Imaginez-vous plonger à bord d'un sous-marin dans la mer ou dans l'océan: bien à l'abri dans votre cockpit, vous descendez progressivement les paliers. A partir d'un moment vous constaterez que deux mondes totalement différents sont superposés l'un sur l'autre. Placé à cette limite vous constaterez que la lumière du soleil ne peut être observée qu'en levant la tête vers la surface. En dessous de vous, s'étend un monde de ténèbres, la zone aphotique. Dans ce monde, seule la vie peut générer de la lumière: on parle de bioluminescence. Cette lumière représente alors une ressource rare, un moyen de communication, de séduction, de défense, voire un outil redoutable de prédation. Les organismes qui sont capables de générer de la lumière sont très divers: on y trouve des bactéries, des sortes de petites algues, et pratiquement tous les groupes d'animaux ont au moins un membre capable de cet exploit. En voici un petit panel pour le plaisir des yeux:

colonies de Vibrio fischeri
Bactéries bioluminescentes
l'algue unicellulaire Lingulodinium polyedrum
une marée rouge due à une explosion démographique de Lingulodinium polyedrum
La méduse Aequorea victoria
Le ver de terre Diplocardia sécrète une substance bioluminescente quand il est dérangé
un poisson Cyclothone

Vous vous imaginez bien que, puisque le sujet de la bioluminescence pointe le bout de son nez dans la catégorie Le Mercredi on converge, c'est que cette propriété a du faire son apparition plusieurs fois au cours de l'évolution. Et bien figurez vous qu'en étudiant de près les modalités de bioluminescence entre de nombreux organismes qui en sont capable, des chercheurs ont estimé que ce processus serait apparu pas moins de 30 fois au cours de l'évolution (1). Mais comme je vous l'ai annoncé, le sujet d'aujourd'hui parle de convergence de symbiose. De quoi s'agit-il au juste?
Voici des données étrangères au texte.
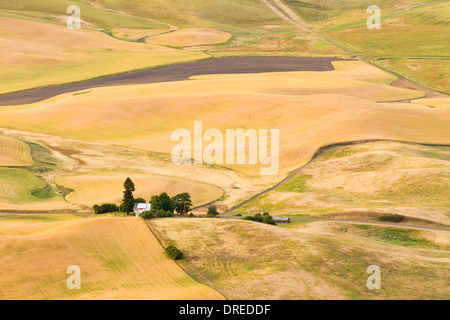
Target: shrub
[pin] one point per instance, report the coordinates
(265, 218)
(392, 218)
(258, 217)
(162, 213)
(212, 211)
(174, 253)
(268, 219)
(105, 208)
(139, 200)
(147, 215)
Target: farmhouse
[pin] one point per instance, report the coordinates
(282, 219)
(138, 208)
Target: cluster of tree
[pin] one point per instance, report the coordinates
(174, 253)
(264, 218)
(162, 205)
(158, 213)
(212, 211)
(105, 208)
(392, 218)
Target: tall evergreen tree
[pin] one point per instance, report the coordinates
(128, 199)
(182, 203)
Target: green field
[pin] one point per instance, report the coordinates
(375, 177)
(248, 260)
(20, 186)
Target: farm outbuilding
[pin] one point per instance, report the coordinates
(282, 219)
(138, 208)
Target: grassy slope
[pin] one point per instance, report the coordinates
(209, 13)
(248, 260)
(119, 258)
(374, 177)
(40, 54)
(334, 107)
(14, 152)
(21, 188)
(407, 32)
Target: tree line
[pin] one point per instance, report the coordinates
(161, 205)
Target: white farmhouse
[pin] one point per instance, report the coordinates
(141, 207)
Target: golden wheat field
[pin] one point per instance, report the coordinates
(191, 37)
(311, 109)
(35, 54)
(99, 188)
(119, 258)
(14, 152)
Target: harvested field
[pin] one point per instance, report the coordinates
(119, 258)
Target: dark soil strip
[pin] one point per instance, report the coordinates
(177, 72)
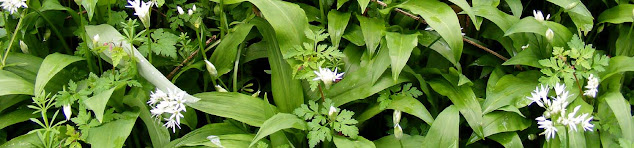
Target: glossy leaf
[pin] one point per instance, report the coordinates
(400, 47)
(225, 54)
(51, 65)
(241, 107)
(373, 30)
(444, 131)
(464, 99)
(276, 123)
(440, 17)
(337, 22)
(14, 84)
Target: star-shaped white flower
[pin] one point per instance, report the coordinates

Pour le comprendre il faut tout d'abord présenter les protagonistes de cette histoire. Commençons par le plus petit d'entre eux: il s'agit d'une bactérie, Vibrio fischeri, dont les cousins sont malheureusement célèbres pour nous causer des afflictions tel que le choléra, la gangrène, des otites, des entérites et j'en passe et des pires... A côté de ceux-ci, Vibrio fischeri est un petit ange lumineux, dans le sens littéral du terme puisque cette bactérie est donc capable de convertir de l'énergie chimique en émission lumineuse. Comme vous avez déjà pu le constater en parcourant les lieux, les scientifiques sont rarement les derniers pour jouer en faisant semblant de travailler (comme ici ou par exemple...). Vous imaginez bien que si on les laisse avec une bactérie bioluminescente, il va nécessairement y avoir pétage de plomb. Ça n'a pas raté...

 

Vibrio fischeri: la bactérie amusante!

Pour se rendre compte de l'aspect de la bactérie voici deux images en microscopie optique et électronique:

Vibrio fischeri
Vibrio fischeri en microscopie électronique

Cette bactérie vit donc dans les océans et les mers où elle pullule et flotte à la recherche de nutriments. Son activité de bioluminescence est particulièrement accrue lorsque la bactérie sent qu'elle est entourée par un nombre important de bactéries de la même espèce: il s'agit d'un phénomène de perception du Quorum qui permet à des populations de bactéries de réguler l'expression génétique de chaque individu, et ce afin de produire un effet massif.
Vibrio fischeri attise bien des envies autour d'elle dans la zone aphotique. Un tel s'en servirait bien pour y voir plus clair et trouver ses proies. Un autre aimerait bien se dissimuler lorsque la lumière de la lune est assez forte pour révéler son passage par une ombre projetée sur le fond marin: quoi de mieux alors que d'émettre une lumière d'intensité similaire à celle de la lune pour ne plus se laisser trahir par son ombre. Ces deux exemples sont retrouvés dans la nature et on réussit à établir une relation symbiotique avec la bactérie: il s'agit du poisson pomme-de-pin Monocentris japonica et de l'adorable petite seiche Euprymna scolopes. Voici deux vidéos nous les présentant:

Monocentris japonica

Le poisson Monocentris japonica



Euprymna scolopes


Le comportement d'Euprymna scolopes (c'est normal si j'ai envie de lui faire un bisous?)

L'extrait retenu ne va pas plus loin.